Nach Einschätzung von Zdeněk Škromach war der Prozess dagegen vollkommen transparent. Seine Partei erwäge aber, einen parlamentarischen Untersuchungsausschuss zu beantragen, der die Korruptionsvorwürfe klären solle. Tlustý lehnte einen Untersuchungskommission zwar nicht ab, sagte aber, in erster Linie solle sich die tschechische Polizei mit dem Fall befassen.

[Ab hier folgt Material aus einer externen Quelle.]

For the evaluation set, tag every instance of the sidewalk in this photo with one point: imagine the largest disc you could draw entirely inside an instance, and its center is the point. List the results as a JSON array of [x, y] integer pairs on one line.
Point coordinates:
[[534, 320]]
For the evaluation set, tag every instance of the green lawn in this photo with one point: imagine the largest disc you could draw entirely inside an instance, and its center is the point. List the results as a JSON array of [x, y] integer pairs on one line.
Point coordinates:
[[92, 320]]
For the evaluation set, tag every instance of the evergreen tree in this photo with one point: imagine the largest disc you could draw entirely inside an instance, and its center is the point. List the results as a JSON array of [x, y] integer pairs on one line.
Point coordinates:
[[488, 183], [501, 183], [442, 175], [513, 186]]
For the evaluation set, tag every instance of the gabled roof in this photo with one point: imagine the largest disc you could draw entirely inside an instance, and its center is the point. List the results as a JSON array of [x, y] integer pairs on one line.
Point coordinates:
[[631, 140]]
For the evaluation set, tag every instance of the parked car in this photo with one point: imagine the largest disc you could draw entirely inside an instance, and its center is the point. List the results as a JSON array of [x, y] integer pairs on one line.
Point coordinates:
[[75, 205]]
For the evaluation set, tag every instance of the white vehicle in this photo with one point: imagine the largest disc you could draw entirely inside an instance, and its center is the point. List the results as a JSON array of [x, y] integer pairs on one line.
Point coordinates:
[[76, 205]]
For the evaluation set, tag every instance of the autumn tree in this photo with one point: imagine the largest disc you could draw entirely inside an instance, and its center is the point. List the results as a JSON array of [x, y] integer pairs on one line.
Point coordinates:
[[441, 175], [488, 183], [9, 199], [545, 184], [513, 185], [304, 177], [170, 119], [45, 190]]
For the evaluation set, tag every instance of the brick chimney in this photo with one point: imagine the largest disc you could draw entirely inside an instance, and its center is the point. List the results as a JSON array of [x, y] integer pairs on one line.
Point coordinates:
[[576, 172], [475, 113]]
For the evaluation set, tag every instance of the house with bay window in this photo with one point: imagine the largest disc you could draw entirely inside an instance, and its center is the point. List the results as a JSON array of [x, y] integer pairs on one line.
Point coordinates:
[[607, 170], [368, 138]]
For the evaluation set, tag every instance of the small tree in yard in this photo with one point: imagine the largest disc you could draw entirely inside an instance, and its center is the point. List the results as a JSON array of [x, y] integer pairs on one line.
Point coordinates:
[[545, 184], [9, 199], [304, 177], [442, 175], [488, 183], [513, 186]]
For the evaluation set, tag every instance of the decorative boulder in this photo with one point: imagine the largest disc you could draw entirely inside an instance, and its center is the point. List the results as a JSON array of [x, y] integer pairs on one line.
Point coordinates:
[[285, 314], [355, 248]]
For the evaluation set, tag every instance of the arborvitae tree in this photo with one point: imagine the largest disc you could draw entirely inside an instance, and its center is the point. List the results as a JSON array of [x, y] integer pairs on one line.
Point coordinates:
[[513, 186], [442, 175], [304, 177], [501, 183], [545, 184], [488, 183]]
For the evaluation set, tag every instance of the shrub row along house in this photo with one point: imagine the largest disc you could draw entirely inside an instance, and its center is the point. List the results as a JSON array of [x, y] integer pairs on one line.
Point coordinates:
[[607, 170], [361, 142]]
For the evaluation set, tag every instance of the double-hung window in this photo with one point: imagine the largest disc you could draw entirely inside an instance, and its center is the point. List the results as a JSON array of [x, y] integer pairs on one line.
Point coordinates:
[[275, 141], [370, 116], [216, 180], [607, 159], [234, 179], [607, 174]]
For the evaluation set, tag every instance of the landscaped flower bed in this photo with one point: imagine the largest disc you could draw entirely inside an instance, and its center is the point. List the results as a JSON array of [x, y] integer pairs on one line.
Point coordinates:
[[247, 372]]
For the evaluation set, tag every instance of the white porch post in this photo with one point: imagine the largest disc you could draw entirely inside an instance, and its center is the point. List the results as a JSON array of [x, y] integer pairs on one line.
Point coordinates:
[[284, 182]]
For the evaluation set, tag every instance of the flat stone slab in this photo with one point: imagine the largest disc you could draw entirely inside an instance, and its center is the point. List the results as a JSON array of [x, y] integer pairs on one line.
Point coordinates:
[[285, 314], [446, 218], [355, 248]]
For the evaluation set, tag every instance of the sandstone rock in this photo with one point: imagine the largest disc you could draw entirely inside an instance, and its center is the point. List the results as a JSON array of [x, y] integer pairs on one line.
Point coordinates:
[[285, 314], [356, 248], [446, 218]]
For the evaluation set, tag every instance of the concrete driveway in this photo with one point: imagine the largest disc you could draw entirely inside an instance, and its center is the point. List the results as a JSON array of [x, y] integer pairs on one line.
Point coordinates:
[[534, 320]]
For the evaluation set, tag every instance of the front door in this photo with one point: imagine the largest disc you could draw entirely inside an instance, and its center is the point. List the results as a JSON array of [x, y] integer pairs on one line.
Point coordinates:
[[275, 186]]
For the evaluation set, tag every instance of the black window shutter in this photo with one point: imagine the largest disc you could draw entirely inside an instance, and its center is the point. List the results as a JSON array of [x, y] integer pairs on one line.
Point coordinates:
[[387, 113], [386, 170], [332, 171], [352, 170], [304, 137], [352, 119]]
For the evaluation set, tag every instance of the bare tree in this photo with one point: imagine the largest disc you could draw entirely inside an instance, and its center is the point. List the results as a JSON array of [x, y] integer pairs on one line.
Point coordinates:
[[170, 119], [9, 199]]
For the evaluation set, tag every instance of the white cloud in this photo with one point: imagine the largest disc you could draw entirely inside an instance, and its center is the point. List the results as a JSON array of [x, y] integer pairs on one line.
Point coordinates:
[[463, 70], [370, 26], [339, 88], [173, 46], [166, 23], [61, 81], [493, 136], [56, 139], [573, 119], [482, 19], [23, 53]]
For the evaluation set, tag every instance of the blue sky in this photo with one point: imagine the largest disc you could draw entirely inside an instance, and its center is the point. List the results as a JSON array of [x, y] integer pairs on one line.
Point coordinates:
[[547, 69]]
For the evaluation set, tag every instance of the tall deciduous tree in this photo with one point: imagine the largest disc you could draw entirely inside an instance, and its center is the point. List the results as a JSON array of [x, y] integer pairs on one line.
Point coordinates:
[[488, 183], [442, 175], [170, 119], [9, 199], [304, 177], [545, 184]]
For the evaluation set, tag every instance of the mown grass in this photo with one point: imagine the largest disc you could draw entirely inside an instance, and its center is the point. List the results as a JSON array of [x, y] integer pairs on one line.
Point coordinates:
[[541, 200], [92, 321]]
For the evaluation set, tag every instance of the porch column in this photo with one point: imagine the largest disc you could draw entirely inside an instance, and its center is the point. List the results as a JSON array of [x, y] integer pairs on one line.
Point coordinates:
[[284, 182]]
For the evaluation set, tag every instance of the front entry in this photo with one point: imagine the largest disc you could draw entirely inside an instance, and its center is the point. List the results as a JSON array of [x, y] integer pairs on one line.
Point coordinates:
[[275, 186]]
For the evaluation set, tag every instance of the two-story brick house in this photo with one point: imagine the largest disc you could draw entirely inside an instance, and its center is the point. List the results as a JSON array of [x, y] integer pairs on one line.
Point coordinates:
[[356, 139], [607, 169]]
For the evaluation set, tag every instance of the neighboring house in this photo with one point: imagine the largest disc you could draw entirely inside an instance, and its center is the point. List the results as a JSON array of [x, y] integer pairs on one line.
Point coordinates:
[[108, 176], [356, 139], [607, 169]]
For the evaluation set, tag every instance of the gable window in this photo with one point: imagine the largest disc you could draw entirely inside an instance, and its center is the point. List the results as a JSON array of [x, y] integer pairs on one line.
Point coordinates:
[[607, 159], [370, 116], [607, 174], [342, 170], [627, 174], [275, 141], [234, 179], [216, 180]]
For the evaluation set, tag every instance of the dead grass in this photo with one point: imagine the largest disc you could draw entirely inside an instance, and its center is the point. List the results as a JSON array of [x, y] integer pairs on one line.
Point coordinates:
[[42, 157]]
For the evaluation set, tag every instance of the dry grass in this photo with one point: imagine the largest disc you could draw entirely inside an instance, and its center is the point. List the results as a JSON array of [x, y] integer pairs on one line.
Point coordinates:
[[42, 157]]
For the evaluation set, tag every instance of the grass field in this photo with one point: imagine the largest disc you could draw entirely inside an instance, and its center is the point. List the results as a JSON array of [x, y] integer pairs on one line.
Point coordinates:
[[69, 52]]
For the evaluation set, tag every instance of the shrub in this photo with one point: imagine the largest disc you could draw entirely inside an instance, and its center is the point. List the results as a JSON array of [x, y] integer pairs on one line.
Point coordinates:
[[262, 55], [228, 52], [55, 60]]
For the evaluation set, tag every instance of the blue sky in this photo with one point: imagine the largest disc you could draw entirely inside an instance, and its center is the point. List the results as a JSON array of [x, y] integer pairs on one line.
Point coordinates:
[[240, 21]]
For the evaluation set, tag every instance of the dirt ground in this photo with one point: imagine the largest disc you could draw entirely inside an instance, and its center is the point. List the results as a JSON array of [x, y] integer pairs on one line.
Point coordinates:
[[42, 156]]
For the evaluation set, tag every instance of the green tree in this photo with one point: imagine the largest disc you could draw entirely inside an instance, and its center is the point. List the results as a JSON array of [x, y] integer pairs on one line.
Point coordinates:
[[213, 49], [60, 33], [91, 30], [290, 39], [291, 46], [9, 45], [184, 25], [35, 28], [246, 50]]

Transparency International: Fall für die Polizei
David Ondráčka von Transparency International aus, der eine Politisierung und Verschleppung der Aufklärung befürchtet. „Die Polizei sollte anfangen, mit der schwedischen und der britischen Polizei sprechen“, so Ondráčka in der TV-Sendung. „Wir haben genug Beweise, da ist keine Kommission nötig, die den Fall zerstückeln und politisieren würde.“
Hintergrund ist ein Bericht des Schwedischen Fernsehens SVT über die Umstände bei der Anmietung von 14 schwedischen Jagdflugzeugen vom Typ Jas-39 Gripen durch die tschechische Luftwaffe. Demnach war die finanzielle Transaktion an das britisch-schwedische BAE Systems/Saab von „unklaren Zahlungen" und Korruption begleitet.
Eine Summe in Höhe von insgesamt drei Milliarden Kronen (106,2 Mio. Euro) soll auf Konten verschiedener Agenten und Vermittler geflossen sein, die die Aufgabe gehabt hätten - auch um den Preis der Bestechung - die Zustimmung der verantwortlichen tschechischen Regierungs- und Oppositionspolitiker zu sichern. (nk/gp)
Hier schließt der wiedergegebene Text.